The aggregate yard had changed dramatically. The scene hadn't yet been released, but the forensics team had finally completed their fingertip search; the GPR equipment had gone, the conveyor belt and the sieves lay unattended, and the alloy crush barriers intended to restrain the press stood redundant, a length of police tape fluttering lazily from one.

DC Betts sat, unobtrusively, in the team car parked at the end of the service road, quietly warming his face in the evening sun.

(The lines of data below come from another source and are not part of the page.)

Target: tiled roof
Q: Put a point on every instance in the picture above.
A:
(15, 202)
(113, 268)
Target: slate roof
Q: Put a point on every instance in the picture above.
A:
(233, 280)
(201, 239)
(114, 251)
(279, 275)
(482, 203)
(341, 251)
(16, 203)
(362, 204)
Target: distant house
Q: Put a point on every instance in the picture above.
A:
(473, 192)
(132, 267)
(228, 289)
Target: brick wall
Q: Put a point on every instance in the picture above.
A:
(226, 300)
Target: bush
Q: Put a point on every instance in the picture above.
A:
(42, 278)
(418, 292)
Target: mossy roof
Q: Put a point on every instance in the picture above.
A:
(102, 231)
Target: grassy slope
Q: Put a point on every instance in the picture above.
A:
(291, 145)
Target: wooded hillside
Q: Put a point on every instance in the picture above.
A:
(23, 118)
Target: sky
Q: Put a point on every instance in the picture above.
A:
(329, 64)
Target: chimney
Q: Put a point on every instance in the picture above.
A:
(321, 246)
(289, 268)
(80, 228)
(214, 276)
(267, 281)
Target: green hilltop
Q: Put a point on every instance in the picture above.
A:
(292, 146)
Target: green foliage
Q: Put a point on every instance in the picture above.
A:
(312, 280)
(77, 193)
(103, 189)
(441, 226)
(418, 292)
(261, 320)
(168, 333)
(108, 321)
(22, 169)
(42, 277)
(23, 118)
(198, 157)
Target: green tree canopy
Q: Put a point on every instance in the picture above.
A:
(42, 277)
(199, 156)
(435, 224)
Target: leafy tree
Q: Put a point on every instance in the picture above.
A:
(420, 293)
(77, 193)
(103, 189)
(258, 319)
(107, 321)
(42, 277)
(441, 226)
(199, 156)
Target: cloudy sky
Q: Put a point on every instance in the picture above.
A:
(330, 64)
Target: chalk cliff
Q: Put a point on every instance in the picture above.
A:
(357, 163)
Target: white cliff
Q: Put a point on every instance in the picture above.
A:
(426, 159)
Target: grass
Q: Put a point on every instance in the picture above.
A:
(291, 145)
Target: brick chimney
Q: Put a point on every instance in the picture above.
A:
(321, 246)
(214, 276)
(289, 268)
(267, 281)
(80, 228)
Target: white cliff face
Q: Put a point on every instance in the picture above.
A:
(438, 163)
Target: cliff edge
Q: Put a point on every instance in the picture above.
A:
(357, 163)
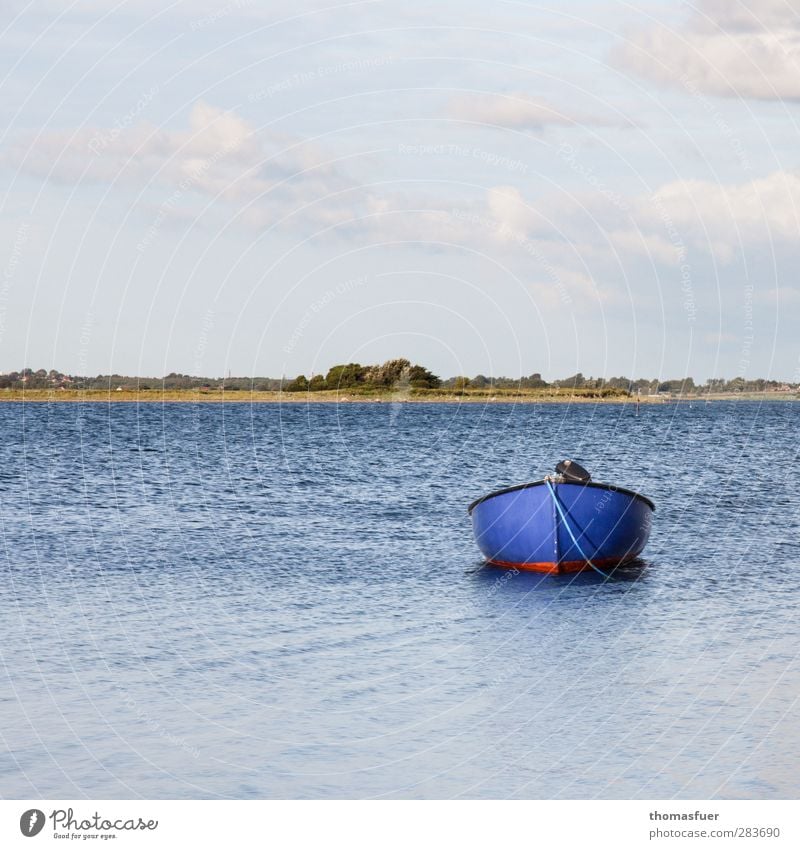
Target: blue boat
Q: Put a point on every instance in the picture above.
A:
(563, 523)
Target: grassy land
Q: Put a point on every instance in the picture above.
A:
(483, 396)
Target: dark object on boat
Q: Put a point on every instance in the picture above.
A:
(563, 523)
(572, 472)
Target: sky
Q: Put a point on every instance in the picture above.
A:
(270, 188)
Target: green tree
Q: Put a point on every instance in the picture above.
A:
(299, 384)
(421, 378)
(344, 376)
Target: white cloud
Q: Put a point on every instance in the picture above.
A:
(515, 110)
(218, 155)
(728, 217)
(726, 49)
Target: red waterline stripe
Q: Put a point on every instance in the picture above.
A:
(550, 568)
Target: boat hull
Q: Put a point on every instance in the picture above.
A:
(523, 528)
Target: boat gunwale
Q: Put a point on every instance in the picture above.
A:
(597, 485)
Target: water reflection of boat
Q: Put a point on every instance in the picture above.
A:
(563, 523)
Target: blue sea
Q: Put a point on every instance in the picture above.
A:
(285, 600)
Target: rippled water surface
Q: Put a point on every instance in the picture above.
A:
(286, 601)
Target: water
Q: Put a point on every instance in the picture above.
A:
(286, 601)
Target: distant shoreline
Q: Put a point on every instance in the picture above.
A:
(156, 396)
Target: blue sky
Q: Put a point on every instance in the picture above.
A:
(506, 188)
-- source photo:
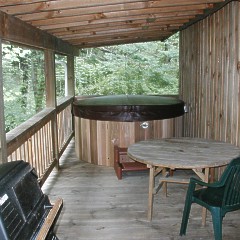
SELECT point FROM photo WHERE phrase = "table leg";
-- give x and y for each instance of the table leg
(150, 192)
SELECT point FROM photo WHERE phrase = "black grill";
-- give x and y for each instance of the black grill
(23, 206)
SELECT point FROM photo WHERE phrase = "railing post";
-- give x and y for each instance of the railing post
(3, 144)
(71, 81)
(70, 76)
(51, 98)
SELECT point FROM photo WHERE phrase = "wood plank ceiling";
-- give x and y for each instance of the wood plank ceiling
(93, 23)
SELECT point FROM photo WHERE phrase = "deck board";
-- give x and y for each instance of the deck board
(99, 206)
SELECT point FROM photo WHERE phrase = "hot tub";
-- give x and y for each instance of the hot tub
(104, 121)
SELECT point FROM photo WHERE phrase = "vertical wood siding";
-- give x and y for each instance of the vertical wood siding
(210, 76)
(95, 140)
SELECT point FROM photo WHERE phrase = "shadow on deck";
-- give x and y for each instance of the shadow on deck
(99, 206)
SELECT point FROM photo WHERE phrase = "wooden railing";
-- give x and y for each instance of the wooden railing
(42, 139)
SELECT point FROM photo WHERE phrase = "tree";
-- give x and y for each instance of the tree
(144, 68)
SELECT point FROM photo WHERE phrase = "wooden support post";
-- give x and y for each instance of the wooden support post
(70, 76)
(3, 144)
(51, 98)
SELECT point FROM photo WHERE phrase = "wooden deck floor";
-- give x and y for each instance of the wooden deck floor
(98, 206)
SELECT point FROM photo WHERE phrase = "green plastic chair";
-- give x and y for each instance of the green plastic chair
(219, 197)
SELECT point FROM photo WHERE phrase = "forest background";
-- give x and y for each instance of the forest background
(143, 68)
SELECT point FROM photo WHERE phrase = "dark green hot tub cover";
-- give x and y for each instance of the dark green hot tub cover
(127, 108)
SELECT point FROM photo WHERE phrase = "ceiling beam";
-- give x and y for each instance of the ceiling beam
(15, 30)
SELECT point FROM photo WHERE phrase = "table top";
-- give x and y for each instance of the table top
(183, 153)
(127, 108)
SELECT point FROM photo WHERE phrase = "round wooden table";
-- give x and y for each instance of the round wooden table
(180, 153)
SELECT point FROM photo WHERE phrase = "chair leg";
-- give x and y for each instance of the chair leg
(217, 223)
(185, 216)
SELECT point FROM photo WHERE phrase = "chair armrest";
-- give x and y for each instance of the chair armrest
(194, 182)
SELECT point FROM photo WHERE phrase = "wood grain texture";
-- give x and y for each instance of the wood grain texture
(210, 76)
(102, 23)
(100, 207)
(183, 153)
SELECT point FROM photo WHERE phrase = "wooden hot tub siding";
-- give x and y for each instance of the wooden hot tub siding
(95, 139)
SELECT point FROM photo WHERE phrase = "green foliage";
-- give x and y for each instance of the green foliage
(23, 84)
(144, 68)
(61, 70)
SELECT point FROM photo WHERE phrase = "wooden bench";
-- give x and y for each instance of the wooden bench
(123, 163)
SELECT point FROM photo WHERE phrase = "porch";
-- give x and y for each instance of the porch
(99, 206)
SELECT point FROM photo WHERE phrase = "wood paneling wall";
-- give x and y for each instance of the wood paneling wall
(210, 76)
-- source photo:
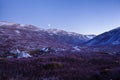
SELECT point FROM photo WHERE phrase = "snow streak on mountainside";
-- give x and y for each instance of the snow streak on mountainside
(71, 38)
(108, 38)
(22, 36)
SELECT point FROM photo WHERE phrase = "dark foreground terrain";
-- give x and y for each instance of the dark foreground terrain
(98, 66)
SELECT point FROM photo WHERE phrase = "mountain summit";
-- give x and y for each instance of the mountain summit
(111, 37)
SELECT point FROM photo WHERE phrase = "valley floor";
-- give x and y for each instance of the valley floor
(70, 67)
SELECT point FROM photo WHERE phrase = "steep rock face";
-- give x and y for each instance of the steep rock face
(108, 38)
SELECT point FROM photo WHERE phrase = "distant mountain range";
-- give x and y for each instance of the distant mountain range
(111, 37)
(26, 37)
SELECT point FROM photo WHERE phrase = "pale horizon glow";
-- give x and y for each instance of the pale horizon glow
(80, 16)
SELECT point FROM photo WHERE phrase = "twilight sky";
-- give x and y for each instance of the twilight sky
(81, 16)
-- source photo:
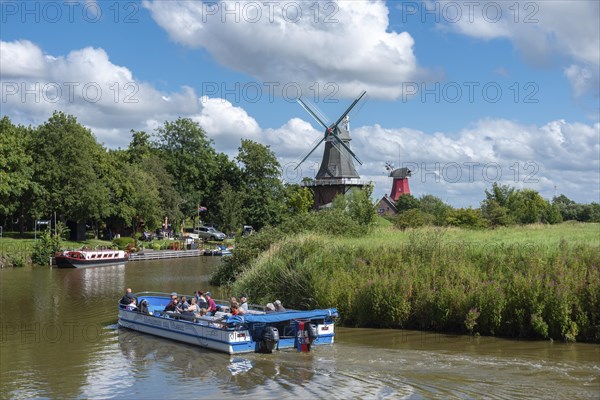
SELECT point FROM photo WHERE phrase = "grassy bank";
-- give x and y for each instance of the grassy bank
(533, 281)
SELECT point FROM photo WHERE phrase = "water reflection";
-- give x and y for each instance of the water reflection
(59, 340)
(240, 373)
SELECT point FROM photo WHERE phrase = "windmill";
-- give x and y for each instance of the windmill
(337, 174)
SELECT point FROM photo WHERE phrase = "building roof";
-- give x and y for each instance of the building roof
(400, 173)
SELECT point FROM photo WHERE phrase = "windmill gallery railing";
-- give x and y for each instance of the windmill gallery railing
(336, 182)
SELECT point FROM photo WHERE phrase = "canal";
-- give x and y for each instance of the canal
(59, 340)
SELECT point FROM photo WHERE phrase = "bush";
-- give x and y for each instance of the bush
(123, 242)
(17, 261)
(514, 290)
(413, 218)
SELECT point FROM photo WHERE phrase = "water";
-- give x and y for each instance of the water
(59, 340)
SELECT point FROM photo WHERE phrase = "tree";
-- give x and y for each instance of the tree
(228, 173)
(361, 207)
(15, 165)
(466, 218)
(66, 158)
(406, 202)
(569, 210)
(230, 209)
(299, 200)
(495, 206)
(552, 214)
(263, 190)
(495, 213)
(140, 147)
(190, 158)
(144, 198)
(527, 206)
(433, 205)
(413, 218)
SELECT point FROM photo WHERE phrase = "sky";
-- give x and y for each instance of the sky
(464, 93)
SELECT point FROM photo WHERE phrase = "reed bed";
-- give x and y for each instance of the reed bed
(527, 282)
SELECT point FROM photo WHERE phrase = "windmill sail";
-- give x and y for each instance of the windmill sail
(337, 160)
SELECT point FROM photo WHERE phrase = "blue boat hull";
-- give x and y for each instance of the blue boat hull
(217, 335)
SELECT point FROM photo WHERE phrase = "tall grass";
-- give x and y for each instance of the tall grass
(444, 280)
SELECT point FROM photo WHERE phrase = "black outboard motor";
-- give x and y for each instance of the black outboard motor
(311, 332)
(269, 339)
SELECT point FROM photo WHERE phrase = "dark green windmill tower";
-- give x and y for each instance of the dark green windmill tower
(337, 174)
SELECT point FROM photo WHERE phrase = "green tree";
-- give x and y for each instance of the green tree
(190, 158)
(413, 218)
(466, 218)
(299, 200)
(168, 197)
(496, 214)
(527, 206)
(228, 172)
(15, 165)
(361, 207)
(66, 157)
(552, 214)
(569, 209)
(406, 202)
(495, 206)
(140, 147)
(230, 209)
(144, 198)
(263, 190)
(433, 205)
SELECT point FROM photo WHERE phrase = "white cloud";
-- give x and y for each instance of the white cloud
(558, 153)
(345, 42)
(541, 30)
(458, 166)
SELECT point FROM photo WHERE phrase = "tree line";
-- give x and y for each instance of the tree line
(60, 167)
(503, 205)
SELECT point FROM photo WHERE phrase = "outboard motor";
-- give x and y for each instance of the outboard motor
(311, 332)
(269, 339)
(306, 334)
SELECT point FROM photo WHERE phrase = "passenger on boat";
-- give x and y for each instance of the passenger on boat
(126, 299)
(278, 306)
(212, 306)
(183, 304)
(172, 306)
(131, 306)
(143, 308)
(243, 305)
(193, 308)
(270, 308)
(202, 303)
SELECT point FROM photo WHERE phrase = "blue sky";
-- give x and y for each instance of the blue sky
(517, 93)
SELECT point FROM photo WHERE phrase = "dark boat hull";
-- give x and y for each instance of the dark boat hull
(68, 262)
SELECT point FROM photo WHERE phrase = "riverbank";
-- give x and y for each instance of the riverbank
(535, 281)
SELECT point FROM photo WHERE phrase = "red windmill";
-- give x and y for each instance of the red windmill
(400, 185)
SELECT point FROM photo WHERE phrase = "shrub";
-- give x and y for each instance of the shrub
(123, 242)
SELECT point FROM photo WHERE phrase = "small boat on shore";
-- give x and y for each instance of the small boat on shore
(257, 331)
(219, 251)
(90, 258)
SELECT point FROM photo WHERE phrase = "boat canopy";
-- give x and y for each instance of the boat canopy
(282, 316)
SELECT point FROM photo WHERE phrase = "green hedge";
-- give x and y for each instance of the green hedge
(123, 242)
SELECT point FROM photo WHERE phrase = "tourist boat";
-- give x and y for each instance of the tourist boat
(90, 258)
(257, 331)
(219, 251)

Caffery acknowledged him and ducked under the perimeter tape. Since he was last here the ground had sprouted a fine summer cover of new vegetation, wet from the rain. He headed back towards Bugsby Way, retracing the steps he'd taken with Fiona Quinn that first night. It was hard going, strange long grasses, the colour of mud, clung to his ankles, and by the time he'd reached the far perimeter fence the shadows were longer, his socks sodden, studded with seed heads.

He stood still and lifted his face into the air, eyes half closed, smelling the bad, bitter perfume of wild poppy mingling with the river smells. The search had revealed only one sizeable gap on this side of the fence. On the service road the holes were numerous. The accepted theory was that Birdman had parked in the service road and carried the bodies almost a quarter of a mile across this difficult terrain, going back to the car to retrieve the gardening spade which they thought he'd used to make the graves. Caffery believed that Birdman had had reason to come here before the killings, or to pass it on his way somewhere. For a St Dunstan's worker this could be part of the homeward journey to any number of places: Kent or Essex, even parts of Blackheath.

A snarl of DS Quinn's fluorescent tape, peeled and discarded in the fingertip search, lay at Caffery's feet. He picked it up and studied it thoughtfully, turning it in his hands. All the bottles and cans recovered from here were now speckled in fingerprint dust and bagged in the evidence room at Shrivemoor: Heineken, Tennants, Red Stripe, Wray and Nephew.

Wray and Nephew — Gemini — drugs. Something about that connection glittered with significance. Drugs and the ligature marks on Spacek's wrists and ankles.

Only Spacek had struggled. A connection buried in there somewhere. Two seagulls swooped over the yard, eyeing him. Caffery's thoughts rolled slow as clouds.

Four of the girls were users. Only Spacek wasn't. There was a continuity. He dropped the tape and turned it over with his toe.

Something — tape? — to bind Spacek. Drugs.

And then, abruptly, he knew. He put his head back and breathed deeply, surprised to find his heart was thudding.

The offender had to tie Spacek up because she was the only one who wouldn't stay still. She wasn't a user, he couldn't talk her into taking a needle in the back of the neck. The target wasn't drugging the girls to keep them still, nor was he threatening them. The truth was far simpler, far more tragic.